スタイリースタイリー♪ 「私に電話してください、どうぞよろしく」
「スタイリー」 とは、スタイル が良い、スタイリッシュ だといった意味で使われる フレーズ のひとつです。 何かに接頭して 「スタイリー〇〇」 みたいに使うこともあります。 言葉の 元ネタ は、昭和 の時代にテレビで盛んに CM が流されていたアメリカ生まれの運動器具 「スタイリー美容健康器」(STYLY/ アンテ株式会社) に由来します。
腰の部分が折れ曲がって上下に動く簡易ベッドのような器具で、CM では商品名を連呼する 「スタイリースタイリー」 とのリズミカルな歌が流れる中、「胸を豊かにするスタイリー」「足を美しくするスタイリー」「ウェストを細くするスタイリー」「みんなで楽しくスタイリー」「スタイリーは組み立て式ですから、このように簡単に折りたためます」 とナレーションが入り、その間ずっと女性や男性が器具を使って腰や足を上下させたりダンスをしたり器具を折りたたんで運ぶ様子、およびテロップで商品名と電話番号が 画面 に映し出されます。

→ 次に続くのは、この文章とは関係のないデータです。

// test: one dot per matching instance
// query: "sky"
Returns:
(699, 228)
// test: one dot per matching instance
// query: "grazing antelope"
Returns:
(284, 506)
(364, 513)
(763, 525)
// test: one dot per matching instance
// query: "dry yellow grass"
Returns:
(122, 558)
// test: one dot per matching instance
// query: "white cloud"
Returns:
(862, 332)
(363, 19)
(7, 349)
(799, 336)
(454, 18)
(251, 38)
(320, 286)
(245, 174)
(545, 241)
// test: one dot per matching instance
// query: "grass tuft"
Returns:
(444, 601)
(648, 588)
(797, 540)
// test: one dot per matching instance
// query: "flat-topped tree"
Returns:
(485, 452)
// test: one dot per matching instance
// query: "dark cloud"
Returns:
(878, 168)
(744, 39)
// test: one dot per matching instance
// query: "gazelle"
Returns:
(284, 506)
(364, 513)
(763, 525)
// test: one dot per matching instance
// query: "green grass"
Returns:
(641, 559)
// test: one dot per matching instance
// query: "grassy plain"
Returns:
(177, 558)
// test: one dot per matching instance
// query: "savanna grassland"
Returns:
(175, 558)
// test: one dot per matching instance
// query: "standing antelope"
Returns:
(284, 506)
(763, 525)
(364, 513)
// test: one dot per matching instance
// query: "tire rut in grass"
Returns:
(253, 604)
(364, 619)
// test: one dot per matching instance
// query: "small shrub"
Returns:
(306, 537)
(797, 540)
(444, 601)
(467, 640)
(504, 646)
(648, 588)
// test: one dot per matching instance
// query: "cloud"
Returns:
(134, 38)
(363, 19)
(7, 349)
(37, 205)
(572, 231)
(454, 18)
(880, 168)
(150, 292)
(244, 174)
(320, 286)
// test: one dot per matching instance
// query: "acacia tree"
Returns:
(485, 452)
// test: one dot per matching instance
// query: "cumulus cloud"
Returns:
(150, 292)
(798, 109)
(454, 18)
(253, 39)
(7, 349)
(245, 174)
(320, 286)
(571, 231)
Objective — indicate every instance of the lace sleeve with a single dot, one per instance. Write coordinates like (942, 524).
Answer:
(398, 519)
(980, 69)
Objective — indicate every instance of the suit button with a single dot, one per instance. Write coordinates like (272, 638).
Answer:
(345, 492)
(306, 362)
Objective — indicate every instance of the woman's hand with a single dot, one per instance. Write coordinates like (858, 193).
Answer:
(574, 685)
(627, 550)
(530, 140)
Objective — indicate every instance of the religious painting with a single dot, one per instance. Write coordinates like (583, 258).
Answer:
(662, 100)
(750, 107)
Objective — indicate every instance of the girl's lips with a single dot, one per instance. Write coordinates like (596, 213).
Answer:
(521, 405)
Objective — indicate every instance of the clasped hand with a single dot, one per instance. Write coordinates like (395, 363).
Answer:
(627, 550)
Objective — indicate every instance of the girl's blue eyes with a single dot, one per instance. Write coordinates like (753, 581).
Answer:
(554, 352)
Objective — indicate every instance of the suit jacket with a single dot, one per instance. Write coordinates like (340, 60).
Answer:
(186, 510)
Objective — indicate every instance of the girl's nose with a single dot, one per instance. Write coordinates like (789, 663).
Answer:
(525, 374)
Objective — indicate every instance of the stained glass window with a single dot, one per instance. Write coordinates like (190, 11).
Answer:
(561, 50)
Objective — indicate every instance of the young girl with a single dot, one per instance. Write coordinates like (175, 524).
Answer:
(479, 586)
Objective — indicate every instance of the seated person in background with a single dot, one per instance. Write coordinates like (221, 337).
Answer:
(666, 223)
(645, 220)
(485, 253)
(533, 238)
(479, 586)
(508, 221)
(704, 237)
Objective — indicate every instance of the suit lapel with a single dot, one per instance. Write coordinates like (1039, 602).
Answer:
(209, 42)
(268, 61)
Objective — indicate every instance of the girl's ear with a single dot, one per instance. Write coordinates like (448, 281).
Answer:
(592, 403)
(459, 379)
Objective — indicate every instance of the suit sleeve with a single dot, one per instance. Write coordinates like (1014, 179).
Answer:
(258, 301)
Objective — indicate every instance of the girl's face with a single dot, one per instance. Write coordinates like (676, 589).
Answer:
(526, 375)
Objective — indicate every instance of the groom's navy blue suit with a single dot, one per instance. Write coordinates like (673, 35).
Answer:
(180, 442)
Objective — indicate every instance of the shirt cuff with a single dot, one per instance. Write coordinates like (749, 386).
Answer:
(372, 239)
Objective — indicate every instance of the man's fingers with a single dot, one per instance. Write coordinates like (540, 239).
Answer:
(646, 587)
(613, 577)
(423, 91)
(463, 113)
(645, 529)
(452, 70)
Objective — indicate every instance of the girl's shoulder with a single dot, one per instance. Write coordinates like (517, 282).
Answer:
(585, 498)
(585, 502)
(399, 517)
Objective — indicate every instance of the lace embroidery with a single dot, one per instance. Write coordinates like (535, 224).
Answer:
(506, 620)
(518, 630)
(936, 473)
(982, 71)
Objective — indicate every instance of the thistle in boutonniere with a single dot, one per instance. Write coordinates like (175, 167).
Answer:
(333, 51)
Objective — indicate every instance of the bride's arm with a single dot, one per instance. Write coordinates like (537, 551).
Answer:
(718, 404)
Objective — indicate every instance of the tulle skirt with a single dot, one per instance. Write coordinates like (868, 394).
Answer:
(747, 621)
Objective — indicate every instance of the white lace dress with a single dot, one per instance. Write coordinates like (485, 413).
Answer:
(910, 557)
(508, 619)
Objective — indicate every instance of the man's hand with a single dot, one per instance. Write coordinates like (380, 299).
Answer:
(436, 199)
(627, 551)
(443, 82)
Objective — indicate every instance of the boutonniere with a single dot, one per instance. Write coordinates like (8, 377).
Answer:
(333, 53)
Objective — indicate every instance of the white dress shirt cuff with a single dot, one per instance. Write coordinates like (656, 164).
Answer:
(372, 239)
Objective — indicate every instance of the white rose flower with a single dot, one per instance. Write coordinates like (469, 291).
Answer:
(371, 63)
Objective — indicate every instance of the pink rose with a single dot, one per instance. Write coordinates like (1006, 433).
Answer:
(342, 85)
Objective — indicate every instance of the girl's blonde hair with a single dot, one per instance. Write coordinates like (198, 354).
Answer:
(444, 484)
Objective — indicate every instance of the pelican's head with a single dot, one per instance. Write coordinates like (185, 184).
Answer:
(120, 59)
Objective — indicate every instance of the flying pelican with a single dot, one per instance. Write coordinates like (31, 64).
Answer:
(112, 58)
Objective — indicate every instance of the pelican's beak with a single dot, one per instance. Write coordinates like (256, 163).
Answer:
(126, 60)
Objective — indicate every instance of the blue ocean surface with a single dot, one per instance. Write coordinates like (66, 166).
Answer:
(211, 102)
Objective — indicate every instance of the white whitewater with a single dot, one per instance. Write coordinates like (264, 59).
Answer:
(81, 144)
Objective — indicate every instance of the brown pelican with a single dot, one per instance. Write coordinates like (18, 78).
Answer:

最後に開発者で社長と思われるアメリカ人男性による 「アメリカで生まれたスタイリー、私に電話してください、どうぞよろしく」 といういかにも外国人による日本語といったイントネーションのセリフで締められます。 このカタコトのイントネーションによるセリフは大流行し、歌と共に小中学生がよく真似していました。
ちなみに米米CLUBの 「FUNK FUJIYAMA」(1997年) の歌詞 (曲中セリフ) にも、アメリカンエキスプレスの CM でのセリフ 「出かける時は忘れずに」 の パロ である 「デカケルダケドワスレチャッタ」 と共に 「ワタシニデンワシテクダサイ」 として使われています。
スタイリーの実際の使い心地や効果がいかほどだったかはわかりませんが、腰痛持ちの人が見ると青ざめるような動きではあります。 当時は家の座椅子で真似する子供もいました。 ともあれ CM が流れた1970年代中頃を中心に健康やダイエットが注目を集める中、スタイリーは大ヒット商品ともなっています。
テレビショッピングで美容器具をゲット!?
この時代に大ヒットした同じような商品に、テレビショッピングでよく紹介されていたぶらさがり健康器とか、コロナ工業 (現:コロナ) が発売した超音波美顔器、歌手の淡谷のり子さんがプロデュースと CM キャラクター を担ったゲルマニウムローラーなどがありました。 いずれも日中のワイドショーの合間などに紹介され、学校 をサボりがちだった 筆者 も家でよく見ていました…。